README.md
July 21, 2020 ยท View on GitHub
Binary2Groundtruth
Generates a ground truth map of a binary with the help of debug symbols.

Features
- Cross-platform
- Supports PE and ELF binaries.
- Generates detailed ground truth mappings.
Goal
Provide a cross-platform utility to generate ground truth mappings from binaries for further analysis and evaluation.

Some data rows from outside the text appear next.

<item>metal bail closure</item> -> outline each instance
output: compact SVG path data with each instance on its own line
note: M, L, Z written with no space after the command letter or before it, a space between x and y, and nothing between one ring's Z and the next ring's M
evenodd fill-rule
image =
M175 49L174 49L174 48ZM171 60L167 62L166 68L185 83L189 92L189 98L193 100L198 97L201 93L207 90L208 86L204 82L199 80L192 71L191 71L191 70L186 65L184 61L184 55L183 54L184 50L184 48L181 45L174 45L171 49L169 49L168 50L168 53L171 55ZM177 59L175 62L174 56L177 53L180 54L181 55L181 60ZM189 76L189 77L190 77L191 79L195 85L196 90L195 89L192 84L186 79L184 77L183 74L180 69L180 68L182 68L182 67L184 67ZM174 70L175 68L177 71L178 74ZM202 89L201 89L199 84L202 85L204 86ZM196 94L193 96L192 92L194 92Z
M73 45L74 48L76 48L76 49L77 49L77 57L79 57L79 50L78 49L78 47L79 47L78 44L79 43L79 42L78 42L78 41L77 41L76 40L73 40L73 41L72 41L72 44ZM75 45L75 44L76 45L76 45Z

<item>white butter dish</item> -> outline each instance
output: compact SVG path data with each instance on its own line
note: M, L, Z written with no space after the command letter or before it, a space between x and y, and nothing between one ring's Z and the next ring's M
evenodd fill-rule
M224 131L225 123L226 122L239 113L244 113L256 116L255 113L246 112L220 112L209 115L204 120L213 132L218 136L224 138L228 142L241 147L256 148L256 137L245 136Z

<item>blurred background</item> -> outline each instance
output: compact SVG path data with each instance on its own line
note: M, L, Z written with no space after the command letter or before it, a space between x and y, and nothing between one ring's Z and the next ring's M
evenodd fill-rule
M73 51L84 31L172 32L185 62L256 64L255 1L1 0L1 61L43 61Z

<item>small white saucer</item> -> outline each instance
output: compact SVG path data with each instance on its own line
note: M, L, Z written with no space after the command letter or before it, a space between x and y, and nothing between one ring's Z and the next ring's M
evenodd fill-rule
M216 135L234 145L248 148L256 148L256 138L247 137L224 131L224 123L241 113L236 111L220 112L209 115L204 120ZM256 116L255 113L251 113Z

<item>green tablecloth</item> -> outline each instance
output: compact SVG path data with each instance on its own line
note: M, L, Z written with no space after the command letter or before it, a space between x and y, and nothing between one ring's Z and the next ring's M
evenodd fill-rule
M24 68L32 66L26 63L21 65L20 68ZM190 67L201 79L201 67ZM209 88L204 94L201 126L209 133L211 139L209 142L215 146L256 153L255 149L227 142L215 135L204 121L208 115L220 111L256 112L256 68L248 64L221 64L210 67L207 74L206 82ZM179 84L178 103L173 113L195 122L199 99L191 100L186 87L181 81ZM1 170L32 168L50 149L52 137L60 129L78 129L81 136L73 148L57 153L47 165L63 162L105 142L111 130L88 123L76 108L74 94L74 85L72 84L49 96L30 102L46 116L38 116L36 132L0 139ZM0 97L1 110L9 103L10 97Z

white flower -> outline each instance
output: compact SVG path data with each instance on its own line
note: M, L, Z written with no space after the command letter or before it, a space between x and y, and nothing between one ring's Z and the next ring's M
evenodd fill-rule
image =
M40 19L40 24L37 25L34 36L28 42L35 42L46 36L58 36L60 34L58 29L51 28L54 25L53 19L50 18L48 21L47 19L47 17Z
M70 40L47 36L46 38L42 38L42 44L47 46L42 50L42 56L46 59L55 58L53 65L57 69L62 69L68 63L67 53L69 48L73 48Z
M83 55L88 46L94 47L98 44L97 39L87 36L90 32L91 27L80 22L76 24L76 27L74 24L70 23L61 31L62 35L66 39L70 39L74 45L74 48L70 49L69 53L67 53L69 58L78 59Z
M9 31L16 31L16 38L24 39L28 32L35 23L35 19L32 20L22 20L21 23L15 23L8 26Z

Motivated by of Dennis Andriesse et al. on "An In-Depth Analysis of Disassembly on Full-Scale x86/x64 Binaries"(https://www.usenix.org/conference/usenixsecurity16/technical-sessions/presentation/andriesse).
Usage
Pre-process binaries
Currently the PDB/ELF files do not get automatically parsed with the help of llvm-pdb2yaml/llvm-obj2yaml.
Convert PDB to YAML dump
> $ llvm-pdbutil-<version> pdb2yaml -all <path_to_pdb> > dump
Convert ELF to YAML dump
> $ obj2yaml-<version> <path_to_elf> > dump
Create ground truth map from dump
> $ git clone https://github.com/LL-MM/approxis-groundtruth && cd approxis-groundtruth
> $ cargo build --release
> $ cargo run --release <path_to_yaml_dump> <path_to_binary>
Creates a debug report with statistics and two dumps named <binary_name>.yaml and <binary_name>.txt.
Outputs
YAML
If specified the tool dumps the generated mappings (as well as all functions, data, labels) in a human-friendly YAML file.
RAW
If specified the tool creates a mapping of every single byte within the binary and its corresponding flags.
- C: Code
- I: Instruction Start
- F: Function Start
- R: Return
- 3: Interrupt
- N: Alignment (mostly NOPs)
- D: Data
- U: Unknown
Dependencies
- llvm-pdbutil: LLVMs PDB dumper
- Capstone: Capstone disassembly/disassembler framework.
Acknowledgments
Authors
License
Binary2Groundtruth is licensed under the MIT license.